MarriageToday
- Established: 1994; 31 years ago
- Founders: Jimmy and Karen Evans
- Headquarters: Grapevine, Texas, U.S.
- Official languages: English
- Website: www.marriagetoday.com

= MarriageToday =

MarriageToday, formally known as XO Marriage, is a Christian nonprofit organization. It was established in April 1994 by Jimmy and Karen Evans.

A statement on the Evangelical Council for Financial Accountability (ECFA) website, submitted by MarriageToday, says its mission is "to produce, air and distribute religious and educational seminars, books, audiotapes, videotapes, radio and television programs, and literature to further the proclamation of the Gospel of Jesus Christ."

== Activities ==
MarriageToday produces the MarriageToday television show, which is broadcast on four networks: Daystar Television Network, Trinity Broadcasting Network (TBN), The Word Network, and the Christian Television Network (CTN). It also broadcasts on eight local channels.

MarriageToday conducts conferences and marriage seminars, and offers various books, CDs and DVDs, mostly produced by Jimmy and Karen Evans.

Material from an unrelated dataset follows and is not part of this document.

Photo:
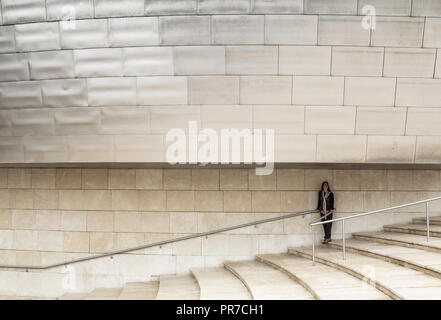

Their website provides a Christian marriage counselor locator page.

==Accreditation==
Ministry Watch lists MarriageToday as a valid Christian ministry.

The ECFA website provides a detailed view of MarriageToday's finances. ECFA uses data provided by this organization. It shows for the 2011 year $1,612,131 was spent directly for MarriageToday's program. $2,358,264 was spent on administrative expenses and $241,899 was spent on fundraising. A deficit of $260,346 was posted for the year. ECFA shows MarriageToday had deficits for 2009 and 2010, as well.